Rove Quits.

IN A new blow to an increasingly isolated White House, Karl Rove has announced his retirement. Mr Rove, George Bush’s closest political adviser and the man credited with producing an emphatic string of Republican election victories, told the Wall Street Journal, in an interview published on Monday August 13th, that he would step down from his job as deputy chief of staff at the end of this month. Mr Rove said that he first considered quitting a year ago and that he planned to spend more time with his family. Joshua Bolten, the chief of staff, had apparently told White House employees that anyone who planned to leave before the end of Mr Bush’s term in January 2009 should do so before Labour Day this year, on September 3rd.

Mr Rove may have outlived his usefulness to the White House. But his past has been remarkable. The tale of how Mr Rove made his mark as a political strategist in Texas during the 1980s, teaming up with Mr Bush for his campaign as governor in 1994 (Mr Rove had advised Mr Bush in his unsuccessful run for a congressional seat in 1978), is now a familiar one. Earning the sobriquet “turd blossom” Mr Rove, as the story goes, provided the strategic thinking behind the genial front of Mr Bush. Together the pair went about trying to construct a sustainable Republican majority from the energy provided by a base of conservative activists.

Mr Rove’s greatest triumph was probably in helping to get Mr Bush re-elected in 2004. The Republicans also increased their majority in Congress that year, going against the historic trend of losses for the party of a sitting president. But since then Mr Rove’s star has been on the wane. When it became clear that the Republicans were going to receive a drubbing in last year’s mid-term congressional elections, Mr Rove’s influence had declined.

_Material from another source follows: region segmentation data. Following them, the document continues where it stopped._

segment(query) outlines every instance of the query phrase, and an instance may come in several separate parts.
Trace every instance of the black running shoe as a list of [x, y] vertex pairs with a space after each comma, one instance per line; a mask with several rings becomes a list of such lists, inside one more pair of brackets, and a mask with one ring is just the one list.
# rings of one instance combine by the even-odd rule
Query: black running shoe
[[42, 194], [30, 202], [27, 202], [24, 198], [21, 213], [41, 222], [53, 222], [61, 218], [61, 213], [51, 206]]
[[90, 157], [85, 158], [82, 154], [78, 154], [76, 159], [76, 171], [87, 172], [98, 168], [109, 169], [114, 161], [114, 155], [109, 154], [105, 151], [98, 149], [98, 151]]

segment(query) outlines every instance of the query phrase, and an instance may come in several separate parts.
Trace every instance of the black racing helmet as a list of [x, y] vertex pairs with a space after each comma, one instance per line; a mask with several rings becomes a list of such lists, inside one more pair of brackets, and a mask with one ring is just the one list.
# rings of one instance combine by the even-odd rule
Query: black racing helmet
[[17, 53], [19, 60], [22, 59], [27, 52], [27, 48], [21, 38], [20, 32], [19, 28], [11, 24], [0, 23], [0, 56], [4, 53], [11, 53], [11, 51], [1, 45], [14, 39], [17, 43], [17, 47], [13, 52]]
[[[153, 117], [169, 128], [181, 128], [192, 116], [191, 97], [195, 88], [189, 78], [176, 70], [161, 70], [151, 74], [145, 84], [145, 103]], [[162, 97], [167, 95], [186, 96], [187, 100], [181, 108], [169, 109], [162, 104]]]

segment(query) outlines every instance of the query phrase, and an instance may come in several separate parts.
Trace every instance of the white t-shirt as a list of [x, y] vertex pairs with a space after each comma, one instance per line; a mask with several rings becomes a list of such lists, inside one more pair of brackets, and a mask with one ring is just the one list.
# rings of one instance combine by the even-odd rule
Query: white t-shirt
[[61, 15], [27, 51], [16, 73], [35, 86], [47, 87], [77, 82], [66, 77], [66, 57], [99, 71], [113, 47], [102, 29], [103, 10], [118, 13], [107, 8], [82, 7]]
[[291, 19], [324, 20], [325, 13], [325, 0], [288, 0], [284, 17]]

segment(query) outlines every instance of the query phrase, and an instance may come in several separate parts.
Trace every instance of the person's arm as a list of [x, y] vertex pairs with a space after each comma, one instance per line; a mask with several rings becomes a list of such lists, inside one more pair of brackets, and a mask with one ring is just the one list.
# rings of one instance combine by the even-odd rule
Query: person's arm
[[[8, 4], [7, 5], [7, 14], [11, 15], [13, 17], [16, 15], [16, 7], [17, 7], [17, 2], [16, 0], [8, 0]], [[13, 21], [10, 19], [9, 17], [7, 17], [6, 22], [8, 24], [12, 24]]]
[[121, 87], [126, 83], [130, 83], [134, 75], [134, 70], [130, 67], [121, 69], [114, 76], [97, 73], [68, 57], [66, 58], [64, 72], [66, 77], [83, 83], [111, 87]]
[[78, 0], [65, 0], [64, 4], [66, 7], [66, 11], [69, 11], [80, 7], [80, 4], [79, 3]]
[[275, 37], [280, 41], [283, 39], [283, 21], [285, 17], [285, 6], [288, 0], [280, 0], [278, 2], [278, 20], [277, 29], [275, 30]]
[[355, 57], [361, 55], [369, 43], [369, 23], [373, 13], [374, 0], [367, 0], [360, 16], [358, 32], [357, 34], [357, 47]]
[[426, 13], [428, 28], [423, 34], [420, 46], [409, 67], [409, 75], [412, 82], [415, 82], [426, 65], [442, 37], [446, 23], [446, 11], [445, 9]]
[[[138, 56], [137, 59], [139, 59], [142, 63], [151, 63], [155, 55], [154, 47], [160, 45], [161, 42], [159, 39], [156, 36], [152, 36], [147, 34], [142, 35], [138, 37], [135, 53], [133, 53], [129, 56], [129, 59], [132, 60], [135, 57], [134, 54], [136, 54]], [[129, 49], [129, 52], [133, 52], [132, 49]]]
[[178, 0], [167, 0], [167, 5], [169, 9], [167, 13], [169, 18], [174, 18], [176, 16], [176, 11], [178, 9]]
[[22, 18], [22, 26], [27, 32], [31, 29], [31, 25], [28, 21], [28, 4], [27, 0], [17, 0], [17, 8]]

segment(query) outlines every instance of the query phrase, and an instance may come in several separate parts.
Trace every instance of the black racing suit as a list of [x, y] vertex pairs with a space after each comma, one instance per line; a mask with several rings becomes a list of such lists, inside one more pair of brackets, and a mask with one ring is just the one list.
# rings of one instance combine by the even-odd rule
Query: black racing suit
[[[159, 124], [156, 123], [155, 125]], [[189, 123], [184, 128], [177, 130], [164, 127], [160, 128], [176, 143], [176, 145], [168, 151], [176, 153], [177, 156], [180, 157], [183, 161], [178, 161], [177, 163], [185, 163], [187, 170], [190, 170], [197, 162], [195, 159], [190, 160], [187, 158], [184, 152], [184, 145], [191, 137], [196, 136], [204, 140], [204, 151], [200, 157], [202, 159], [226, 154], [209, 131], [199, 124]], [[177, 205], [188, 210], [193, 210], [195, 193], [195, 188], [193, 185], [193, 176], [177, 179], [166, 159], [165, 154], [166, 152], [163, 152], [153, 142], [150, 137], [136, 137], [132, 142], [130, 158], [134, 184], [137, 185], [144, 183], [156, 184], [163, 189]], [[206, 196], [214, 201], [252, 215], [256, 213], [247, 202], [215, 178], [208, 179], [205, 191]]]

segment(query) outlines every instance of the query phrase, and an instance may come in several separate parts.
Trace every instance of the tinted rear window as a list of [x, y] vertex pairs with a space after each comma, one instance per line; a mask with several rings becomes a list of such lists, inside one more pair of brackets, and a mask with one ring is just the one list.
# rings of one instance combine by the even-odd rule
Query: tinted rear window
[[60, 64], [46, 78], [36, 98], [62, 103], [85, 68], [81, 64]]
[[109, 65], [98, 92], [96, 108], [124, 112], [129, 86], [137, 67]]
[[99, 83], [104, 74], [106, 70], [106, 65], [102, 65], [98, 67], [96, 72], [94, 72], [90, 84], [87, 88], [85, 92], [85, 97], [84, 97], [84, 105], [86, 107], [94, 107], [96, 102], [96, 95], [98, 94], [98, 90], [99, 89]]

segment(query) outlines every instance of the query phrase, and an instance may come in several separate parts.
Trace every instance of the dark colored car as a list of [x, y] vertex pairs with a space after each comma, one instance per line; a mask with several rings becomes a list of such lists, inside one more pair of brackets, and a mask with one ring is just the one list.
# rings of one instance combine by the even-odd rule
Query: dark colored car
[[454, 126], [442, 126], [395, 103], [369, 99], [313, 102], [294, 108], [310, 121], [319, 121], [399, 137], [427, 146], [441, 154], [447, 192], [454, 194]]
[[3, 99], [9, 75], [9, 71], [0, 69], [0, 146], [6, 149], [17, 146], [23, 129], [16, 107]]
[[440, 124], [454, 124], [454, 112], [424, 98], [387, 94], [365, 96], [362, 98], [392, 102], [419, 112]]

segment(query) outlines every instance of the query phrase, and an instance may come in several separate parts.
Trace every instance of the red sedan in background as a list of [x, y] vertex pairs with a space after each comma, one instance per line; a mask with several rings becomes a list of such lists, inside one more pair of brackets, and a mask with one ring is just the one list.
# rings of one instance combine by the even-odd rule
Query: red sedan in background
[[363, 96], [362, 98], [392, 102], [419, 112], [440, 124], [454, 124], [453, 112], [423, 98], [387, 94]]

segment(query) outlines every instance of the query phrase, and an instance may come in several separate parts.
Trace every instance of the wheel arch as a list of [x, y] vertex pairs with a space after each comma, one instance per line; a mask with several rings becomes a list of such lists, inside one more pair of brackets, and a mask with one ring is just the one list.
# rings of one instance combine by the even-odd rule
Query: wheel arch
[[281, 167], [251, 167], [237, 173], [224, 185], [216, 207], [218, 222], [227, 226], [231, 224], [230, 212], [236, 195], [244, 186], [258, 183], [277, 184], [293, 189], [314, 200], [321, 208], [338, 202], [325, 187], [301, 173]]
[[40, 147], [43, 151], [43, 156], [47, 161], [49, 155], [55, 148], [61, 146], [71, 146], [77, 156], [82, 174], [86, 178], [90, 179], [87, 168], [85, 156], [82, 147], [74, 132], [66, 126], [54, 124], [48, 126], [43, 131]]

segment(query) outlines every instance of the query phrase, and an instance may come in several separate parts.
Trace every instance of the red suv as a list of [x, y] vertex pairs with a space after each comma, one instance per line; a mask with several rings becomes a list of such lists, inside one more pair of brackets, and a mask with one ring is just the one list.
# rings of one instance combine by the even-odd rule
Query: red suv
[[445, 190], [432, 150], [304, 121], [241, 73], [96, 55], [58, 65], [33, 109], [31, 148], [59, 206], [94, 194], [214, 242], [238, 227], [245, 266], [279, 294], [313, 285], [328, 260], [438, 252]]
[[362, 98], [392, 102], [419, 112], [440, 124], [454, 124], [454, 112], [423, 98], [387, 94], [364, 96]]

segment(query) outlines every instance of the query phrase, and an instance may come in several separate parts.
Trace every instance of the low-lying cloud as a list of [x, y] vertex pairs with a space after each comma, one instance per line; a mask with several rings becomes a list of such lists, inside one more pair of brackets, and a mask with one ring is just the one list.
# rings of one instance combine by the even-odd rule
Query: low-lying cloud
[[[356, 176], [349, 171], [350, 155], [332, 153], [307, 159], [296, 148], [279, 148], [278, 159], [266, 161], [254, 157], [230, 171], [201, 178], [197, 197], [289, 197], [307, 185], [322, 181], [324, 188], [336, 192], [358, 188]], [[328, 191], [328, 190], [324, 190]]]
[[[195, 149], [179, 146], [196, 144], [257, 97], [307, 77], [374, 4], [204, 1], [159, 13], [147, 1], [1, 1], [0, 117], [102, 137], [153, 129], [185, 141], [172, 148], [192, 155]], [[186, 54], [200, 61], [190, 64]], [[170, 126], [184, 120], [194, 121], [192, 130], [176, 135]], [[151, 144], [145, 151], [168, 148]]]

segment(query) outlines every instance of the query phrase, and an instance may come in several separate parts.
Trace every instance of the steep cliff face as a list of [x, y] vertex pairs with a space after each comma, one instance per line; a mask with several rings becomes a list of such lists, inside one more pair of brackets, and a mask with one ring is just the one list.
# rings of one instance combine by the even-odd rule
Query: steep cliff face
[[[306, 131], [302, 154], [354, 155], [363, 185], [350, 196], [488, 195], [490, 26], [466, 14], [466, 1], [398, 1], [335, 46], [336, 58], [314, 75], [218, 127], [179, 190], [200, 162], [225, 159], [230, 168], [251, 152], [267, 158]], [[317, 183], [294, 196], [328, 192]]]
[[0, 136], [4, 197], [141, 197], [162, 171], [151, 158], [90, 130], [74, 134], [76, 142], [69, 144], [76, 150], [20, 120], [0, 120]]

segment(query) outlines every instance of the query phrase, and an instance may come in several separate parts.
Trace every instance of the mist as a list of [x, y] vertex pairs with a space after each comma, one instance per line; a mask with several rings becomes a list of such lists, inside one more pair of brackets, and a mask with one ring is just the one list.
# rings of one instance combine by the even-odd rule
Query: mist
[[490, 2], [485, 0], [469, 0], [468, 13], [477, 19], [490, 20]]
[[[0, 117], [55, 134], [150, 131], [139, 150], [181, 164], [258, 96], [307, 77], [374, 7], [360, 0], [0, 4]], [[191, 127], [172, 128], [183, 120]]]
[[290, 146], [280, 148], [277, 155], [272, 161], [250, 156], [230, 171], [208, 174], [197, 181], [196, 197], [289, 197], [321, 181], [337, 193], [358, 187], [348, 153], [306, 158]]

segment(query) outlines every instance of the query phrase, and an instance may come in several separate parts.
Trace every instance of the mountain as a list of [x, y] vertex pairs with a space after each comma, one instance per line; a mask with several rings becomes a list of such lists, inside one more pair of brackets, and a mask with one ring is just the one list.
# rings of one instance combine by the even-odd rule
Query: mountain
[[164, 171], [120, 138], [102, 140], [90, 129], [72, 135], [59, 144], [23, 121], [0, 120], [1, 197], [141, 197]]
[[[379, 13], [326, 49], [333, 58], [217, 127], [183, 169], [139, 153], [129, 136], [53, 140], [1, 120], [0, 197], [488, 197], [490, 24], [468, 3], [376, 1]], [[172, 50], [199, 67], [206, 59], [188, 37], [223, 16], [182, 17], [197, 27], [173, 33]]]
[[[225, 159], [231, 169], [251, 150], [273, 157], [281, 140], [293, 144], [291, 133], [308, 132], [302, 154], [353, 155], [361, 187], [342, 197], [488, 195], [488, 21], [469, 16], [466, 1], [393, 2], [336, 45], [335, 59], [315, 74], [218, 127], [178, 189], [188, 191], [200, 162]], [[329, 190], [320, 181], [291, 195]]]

The Valerie Plame affair badly damaged Mr Rove. He had to testify several times before a grand jury investigating the leaking of Ms Plame’s name, as a CIA officer, after her husband had criticised the White House’s handling of intelligence in the months before the Iraq war. Conservatives railed against the investigation, and Mr Rove was never charged in the case, but it wore away at his credibility. Among other administration officials he also refused to testify before Congress on the sacking, last year, of nine federal prosecutors.

His leaving fortifies the impression that Mr Bush and Dick Cheney, the vice-president, are the last men standing from a group of leaders that came to power in the 2000 election. In domestic affairs Mr Bush is unlikely to achieve much in his remaining months: there are no big initiatives on the table. It is telling that Mr Rove was, for a time, the man responsible in the White House for the immigration bill, which went down in flames in the Senate at the end of June. Mr Rove saw the bill as a way to attract Latino voters to the Republican electoral machine. Its failure made it that much harder to build a winning Republican majority for the election in 2008.

Mr Rove’s absence may be felt keenly in the coming month or so. As General David Petraeus reports on the effectiveness of the troop “surge” in Iraq, next month, a political fight is likely to emerge between Democrats (and quite a few Republicans) who want to withdraw American soldiers and the administration which insists on “staying the course.” As the debate gets going, Mr Bush and the Republicans will surely miss Mr Rove, who was quick to seek partisan advantage by tarnishing Democrats’ reputation on security. This injected even more acrimony into American politics, such as when in June 2005 Mr Rove accused the Democrats of being fainthearted in their response to September 11th 2001 attacks.